French forces kill JNIM deputy leader El Hamame in Mali, Parly says

French forces have killed a top jihadist group leader, Yahya Abou El Hamame, in an operation in Mali, French Minister of the Armed Forces Florence Parly said Friday.

The Algerian, believed to be the deputy leader of the Support Group for Islam and Muslims (JNIM), was reputedly responsible for kidnapping a number of Westerners in North and West Africa.

El Hamame was believed to be second in command of JNIM, also known as Nusrat al-Islam, led by Iyad Ag Ghali.

JNIM is Al-Qaeda in the Islamic Maghreb’s branch in Mali, and was formed in 2017 by the merger of several smaller groups including the Sahara branch of AQIM, Ansar Dine and Al-Mourabitoun. Its leadership has pledged allegiance to Al-Qaeda leader Ayman al-Zawahiri.

A ministry statement issued in Paris said he was “the mastermind and financer of several attacks.”

El Hamame was killed Thursday, February 21 when French land and air forces ambushed a column of vehicles he was traveling with north of Timbuktu, Parly said.

The defense ministry said that a Reaper drone supported the operation.

He reportedly served as AQIM’s “governor” in Timbuktu when the city was held by Islamist rebels from April 2012 to January 2013.

A number of other “terrorists” were “neutralized,” Parly added.

Parly later tweeted that Hamame was “identified in a group of vehicles” before the operation.

The operation was announced as Parly, Prime Minister Edouard Philippe and Foreign Minister Jean-Yves Le Drian were due to visit Mali, where some 4,500 French troops have been deployed since 2014.

The recent unrest in the Sahel began in Mali in 2012 with Tuareg separatist uprising against the state, which was exploited by Islamist extremists linked to al-Qaeda who took key cities in the desert north.

France began its Operation Serval military intervention in its former colony early the next year, driving the jihadists from the towns, but the militant groups morphed into more nimble formations operating in rural areas, sometimes winning over local populations by providing basic services and protection from bandits.

The insurgency has gradually spread to central and southern regions of Mali, and across the borders into neighboring Burkina Faso and Niger.
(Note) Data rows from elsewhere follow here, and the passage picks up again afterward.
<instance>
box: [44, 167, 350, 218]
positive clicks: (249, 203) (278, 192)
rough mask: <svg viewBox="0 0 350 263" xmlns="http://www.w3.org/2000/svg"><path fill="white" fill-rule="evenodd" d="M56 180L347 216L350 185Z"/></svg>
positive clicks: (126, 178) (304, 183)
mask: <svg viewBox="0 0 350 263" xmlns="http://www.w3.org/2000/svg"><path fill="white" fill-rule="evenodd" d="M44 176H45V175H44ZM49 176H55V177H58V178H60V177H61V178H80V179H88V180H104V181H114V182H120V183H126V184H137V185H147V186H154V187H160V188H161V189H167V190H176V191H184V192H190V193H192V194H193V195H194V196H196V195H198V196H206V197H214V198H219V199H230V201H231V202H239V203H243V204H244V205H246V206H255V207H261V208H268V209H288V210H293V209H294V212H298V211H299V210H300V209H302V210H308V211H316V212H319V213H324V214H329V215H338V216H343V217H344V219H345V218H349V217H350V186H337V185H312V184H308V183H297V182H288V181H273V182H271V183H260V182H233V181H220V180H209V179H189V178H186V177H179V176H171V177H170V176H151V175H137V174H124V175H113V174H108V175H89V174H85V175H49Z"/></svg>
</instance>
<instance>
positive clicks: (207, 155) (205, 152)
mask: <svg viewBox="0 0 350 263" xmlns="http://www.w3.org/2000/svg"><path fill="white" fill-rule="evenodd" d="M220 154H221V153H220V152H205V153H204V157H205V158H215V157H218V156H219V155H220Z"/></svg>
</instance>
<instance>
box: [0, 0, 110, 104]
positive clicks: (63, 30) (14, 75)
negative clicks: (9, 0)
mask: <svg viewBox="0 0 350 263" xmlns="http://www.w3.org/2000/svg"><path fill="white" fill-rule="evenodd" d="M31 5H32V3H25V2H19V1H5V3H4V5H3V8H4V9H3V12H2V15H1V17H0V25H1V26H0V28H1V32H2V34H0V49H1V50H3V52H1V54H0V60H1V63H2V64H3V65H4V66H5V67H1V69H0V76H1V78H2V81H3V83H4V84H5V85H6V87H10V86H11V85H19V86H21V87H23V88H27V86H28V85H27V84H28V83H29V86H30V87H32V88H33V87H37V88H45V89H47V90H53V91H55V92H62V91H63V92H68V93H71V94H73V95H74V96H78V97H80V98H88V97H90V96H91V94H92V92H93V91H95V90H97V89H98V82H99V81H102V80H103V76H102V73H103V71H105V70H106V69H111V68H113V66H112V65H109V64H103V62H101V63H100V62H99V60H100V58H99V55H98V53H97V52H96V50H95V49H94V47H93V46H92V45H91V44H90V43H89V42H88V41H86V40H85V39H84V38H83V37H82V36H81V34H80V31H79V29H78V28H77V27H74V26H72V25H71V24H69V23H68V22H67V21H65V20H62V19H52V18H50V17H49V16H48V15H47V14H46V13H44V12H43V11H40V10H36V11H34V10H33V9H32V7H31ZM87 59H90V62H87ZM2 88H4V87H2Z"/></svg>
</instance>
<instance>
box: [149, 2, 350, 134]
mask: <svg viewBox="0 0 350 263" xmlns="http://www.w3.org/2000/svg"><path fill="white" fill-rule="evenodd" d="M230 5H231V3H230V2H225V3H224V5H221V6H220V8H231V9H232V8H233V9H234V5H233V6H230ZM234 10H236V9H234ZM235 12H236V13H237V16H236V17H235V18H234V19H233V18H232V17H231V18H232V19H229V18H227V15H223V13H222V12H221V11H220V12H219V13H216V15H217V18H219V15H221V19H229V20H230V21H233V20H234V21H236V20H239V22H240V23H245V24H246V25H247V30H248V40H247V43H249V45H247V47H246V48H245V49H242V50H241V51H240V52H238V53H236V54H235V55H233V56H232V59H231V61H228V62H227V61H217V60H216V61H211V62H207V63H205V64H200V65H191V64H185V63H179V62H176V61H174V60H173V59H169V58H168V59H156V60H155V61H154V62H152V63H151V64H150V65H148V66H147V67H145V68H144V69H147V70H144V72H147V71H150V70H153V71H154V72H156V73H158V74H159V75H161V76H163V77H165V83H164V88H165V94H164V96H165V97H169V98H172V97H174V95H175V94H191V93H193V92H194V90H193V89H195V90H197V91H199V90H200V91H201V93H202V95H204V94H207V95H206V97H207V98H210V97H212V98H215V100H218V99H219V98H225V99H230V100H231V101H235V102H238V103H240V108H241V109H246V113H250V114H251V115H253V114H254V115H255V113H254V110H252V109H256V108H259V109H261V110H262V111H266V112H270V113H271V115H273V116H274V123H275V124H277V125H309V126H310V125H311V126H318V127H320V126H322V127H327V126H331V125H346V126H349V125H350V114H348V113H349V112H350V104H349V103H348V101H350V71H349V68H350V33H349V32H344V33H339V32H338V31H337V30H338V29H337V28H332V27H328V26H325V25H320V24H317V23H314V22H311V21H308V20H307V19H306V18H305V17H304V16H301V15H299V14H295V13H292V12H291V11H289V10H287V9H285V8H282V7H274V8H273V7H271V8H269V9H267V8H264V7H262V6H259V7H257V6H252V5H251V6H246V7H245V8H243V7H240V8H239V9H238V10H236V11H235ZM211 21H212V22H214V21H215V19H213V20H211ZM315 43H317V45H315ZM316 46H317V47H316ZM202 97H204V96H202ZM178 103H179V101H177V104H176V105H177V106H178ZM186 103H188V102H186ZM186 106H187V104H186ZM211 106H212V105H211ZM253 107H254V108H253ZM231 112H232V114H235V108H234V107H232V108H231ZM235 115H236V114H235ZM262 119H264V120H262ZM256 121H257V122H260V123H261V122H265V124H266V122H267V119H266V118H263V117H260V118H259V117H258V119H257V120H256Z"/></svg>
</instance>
Large swathes of the country remain outside government control, despite a 2015 peace accord designed to isolate the Islamists.

The French mission evolved into the current Operation Barkhane, which has roughly 4,500 French personnel deployed with a mandate for counter-terrorism operations across the region.

Troops deployed to Barkhane work alongside the U.N. Minusma stabilization mission in Mali, which began in 2013 and has about 12,000 troops and 1,750 police deployed, as well as the G5 Sahel joint counter-terrorism force that aims to train and deploy up to 5,000 personnel.